La distinzione sviluppata dalla cultura europea e americana tra gruppi etnici 
  superiori e gruppi etnici inferiori, tra culture che contano di più e 
  culture che contano di meno, ha avuto durante la seconda guerra mondiale gli 
  effetti che tutti conosciamo. Get seeds for commercial growing from weed seeds usa .

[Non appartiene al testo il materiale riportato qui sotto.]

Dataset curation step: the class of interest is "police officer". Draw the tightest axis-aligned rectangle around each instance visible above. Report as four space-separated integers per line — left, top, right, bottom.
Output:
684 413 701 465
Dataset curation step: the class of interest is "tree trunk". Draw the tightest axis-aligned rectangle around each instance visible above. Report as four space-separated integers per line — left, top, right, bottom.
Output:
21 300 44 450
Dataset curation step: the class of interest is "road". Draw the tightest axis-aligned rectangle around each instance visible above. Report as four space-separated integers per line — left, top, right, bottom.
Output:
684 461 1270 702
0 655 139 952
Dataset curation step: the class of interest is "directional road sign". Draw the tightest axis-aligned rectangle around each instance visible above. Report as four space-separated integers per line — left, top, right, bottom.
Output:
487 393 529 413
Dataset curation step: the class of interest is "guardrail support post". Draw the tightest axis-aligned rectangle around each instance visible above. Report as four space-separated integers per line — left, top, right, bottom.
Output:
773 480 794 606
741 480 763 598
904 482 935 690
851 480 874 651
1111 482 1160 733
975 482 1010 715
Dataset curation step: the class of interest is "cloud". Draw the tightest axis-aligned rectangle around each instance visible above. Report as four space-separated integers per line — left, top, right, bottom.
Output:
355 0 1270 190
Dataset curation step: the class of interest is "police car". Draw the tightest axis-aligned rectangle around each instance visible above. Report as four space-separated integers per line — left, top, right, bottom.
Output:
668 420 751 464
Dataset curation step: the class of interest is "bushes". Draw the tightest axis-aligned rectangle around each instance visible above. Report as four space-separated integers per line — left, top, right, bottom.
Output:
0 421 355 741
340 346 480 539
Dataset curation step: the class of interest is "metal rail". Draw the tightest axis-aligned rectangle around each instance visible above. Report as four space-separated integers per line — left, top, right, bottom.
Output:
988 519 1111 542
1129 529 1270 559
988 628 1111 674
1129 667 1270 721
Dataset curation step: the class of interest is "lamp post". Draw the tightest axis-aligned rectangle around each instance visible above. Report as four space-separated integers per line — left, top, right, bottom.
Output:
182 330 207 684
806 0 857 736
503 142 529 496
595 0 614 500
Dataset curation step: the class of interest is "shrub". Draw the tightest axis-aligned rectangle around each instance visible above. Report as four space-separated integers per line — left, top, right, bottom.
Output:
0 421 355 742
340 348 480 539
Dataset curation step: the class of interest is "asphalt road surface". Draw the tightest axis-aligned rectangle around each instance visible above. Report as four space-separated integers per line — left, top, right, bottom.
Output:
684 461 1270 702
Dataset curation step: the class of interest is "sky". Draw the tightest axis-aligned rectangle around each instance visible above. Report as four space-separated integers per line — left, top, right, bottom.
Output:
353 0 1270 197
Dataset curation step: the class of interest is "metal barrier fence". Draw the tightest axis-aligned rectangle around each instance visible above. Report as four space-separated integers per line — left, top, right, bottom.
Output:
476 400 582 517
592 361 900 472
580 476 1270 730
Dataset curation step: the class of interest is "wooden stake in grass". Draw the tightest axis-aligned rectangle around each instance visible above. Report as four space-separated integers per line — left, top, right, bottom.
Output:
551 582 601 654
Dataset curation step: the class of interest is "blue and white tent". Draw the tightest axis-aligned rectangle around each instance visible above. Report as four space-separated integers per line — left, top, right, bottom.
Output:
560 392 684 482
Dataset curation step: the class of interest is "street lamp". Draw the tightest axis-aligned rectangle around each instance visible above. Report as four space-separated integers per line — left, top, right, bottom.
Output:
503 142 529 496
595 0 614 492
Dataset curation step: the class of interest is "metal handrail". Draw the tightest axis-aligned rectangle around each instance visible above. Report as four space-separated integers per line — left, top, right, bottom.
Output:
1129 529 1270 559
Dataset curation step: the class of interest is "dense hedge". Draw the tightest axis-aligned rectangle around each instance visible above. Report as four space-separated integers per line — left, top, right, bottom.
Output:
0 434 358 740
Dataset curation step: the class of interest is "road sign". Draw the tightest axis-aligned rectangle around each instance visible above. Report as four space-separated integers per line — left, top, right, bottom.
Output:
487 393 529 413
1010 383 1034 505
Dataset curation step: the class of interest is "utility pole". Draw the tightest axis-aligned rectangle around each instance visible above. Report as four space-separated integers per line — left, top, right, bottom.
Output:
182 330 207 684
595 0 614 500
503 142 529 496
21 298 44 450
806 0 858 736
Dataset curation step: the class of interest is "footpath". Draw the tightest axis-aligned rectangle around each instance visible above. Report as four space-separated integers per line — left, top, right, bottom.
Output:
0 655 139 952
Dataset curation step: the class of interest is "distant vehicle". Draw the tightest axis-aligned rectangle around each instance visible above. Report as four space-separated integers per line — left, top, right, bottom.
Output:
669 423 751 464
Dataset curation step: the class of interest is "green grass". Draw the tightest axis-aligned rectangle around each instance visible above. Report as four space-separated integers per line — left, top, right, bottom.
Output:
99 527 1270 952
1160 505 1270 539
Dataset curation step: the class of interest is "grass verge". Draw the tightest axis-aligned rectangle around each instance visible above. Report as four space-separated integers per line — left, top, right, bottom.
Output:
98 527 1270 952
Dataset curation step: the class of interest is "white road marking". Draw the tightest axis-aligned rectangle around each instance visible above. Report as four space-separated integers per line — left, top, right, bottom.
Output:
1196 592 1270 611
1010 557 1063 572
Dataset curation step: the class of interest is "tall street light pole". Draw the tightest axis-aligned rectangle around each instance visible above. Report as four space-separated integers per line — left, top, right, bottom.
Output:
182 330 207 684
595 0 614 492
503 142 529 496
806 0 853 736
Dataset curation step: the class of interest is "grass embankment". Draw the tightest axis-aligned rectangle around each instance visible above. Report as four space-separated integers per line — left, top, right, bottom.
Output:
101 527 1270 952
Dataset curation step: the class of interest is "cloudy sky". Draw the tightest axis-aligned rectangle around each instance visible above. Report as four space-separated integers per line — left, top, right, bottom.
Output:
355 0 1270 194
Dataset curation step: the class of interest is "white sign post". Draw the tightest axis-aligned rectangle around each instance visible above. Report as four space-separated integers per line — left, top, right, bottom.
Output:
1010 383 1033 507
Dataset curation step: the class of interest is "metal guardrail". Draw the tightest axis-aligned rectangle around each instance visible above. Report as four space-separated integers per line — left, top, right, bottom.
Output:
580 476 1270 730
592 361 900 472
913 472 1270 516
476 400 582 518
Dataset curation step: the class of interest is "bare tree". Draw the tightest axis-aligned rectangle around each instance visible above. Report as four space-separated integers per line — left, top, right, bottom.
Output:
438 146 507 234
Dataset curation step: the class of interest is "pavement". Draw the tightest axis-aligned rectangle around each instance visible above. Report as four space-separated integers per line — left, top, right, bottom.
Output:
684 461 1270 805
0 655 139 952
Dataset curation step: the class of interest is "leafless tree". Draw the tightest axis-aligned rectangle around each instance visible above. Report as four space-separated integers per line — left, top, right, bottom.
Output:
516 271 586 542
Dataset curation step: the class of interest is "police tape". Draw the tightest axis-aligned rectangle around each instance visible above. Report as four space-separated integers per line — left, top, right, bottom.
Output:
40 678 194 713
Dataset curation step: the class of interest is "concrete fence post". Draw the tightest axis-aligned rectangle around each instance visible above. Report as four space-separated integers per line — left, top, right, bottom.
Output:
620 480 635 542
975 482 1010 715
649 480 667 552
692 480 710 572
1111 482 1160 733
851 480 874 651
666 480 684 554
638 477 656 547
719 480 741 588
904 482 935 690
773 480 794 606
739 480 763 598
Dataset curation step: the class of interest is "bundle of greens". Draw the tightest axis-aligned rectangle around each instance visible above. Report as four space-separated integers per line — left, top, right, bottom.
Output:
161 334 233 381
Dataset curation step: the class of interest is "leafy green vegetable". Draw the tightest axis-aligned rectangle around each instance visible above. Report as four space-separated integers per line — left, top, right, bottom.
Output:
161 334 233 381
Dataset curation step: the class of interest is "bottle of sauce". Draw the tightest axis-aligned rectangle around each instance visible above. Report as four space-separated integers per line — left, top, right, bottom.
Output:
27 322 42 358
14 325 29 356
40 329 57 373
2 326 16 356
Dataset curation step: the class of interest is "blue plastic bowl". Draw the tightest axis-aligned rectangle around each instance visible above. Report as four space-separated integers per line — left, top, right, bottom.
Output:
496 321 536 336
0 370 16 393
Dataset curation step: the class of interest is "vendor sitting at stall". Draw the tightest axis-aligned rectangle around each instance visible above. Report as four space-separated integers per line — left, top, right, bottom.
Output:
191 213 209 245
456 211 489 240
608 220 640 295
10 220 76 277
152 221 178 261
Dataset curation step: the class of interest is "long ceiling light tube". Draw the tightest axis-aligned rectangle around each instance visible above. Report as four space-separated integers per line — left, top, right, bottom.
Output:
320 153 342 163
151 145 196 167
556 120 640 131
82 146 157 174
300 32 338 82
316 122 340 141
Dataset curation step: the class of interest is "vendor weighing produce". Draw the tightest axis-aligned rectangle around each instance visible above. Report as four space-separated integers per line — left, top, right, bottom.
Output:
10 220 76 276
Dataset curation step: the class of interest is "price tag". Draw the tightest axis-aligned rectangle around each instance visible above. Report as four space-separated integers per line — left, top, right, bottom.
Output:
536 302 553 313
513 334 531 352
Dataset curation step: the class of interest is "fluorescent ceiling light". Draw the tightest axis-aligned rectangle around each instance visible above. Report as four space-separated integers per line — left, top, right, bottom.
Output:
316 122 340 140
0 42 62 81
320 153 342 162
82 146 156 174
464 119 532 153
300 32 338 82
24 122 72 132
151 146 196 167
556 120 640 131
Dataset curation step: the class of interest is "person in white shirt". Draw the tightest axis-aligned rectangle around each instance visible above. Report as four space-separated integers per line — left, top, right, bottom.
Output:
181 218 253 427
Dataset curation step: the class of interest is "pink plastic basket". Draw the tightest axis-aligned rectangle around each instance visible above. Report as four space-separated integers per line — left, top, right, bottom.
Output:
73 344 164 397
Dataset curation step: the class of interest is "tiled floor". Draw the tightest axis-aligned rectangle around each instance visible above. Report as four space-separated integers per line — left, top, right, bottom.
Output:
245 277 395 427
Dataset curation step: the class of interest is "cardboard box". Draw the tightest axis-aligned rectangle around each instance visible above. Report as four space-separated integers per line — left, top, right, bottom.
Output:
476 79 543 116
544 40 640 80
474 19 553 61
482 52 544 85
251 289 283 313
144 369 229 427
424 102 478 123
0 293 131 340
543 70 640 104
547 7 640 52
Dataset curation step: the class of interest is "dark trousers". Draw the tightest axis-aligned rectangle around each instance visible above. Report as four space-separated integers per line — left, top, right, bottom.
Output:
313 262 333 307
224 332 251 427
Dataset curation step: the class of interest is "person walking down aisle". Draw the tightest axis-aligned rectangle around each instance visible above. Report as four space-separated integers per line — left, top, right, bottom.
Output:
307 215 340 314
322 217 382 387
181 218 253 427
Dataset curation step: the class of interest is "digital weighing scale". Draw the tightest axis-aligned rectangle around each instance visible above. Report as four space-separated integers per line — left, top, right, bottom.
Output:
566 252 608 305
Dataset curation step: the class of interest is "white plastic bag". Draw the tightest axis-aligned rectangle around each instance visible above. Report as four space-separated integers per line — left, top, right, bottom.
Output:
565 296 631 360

  Per quanto riguarda gli individui in conflitto con la società, il medico 
  franco-americano Alexis Carrel del Rockefeller Institute di New York, premio 
  Nobel per la fisiologia nel 1912, precursore degli studi sui trapianti di organi, 
  scriveva nel suo libro "L'uomo questo sconosciuto" pubblicato nel 
  1939 con un cinismo apparentemente più accentuato di quello del Dottor 
  Wagner al congresso nazista del 1935:
"Abbiamo già parlato delle forti somme di danaro che vengono attualmente spese per mantenere le prigioni e i manicomi, istituti che esistono per proteggere il pubblico dai soggetti antisociali e dai pazzi. Ma perché manteniamo in vita queste creature inutili e pericolose? ... in Germania il governo (di Hitler) ha preso energiche misure contro il diffondersi dei tipi inferiori, dei pazzi e dei criminali.Per quanto riguarda la non conoscenza dell'uomo e dei suoi problemi a noi ci sembra che l'autore abbia scelto per la sua opera il titolo più appropriato.
La soluzione ideale sarebbe l'eliminazione di questi individui appena si rivelano pericolosi... La filosofia ed i pregiudizi sentimentali non hanno diritto di interferire in questo problema".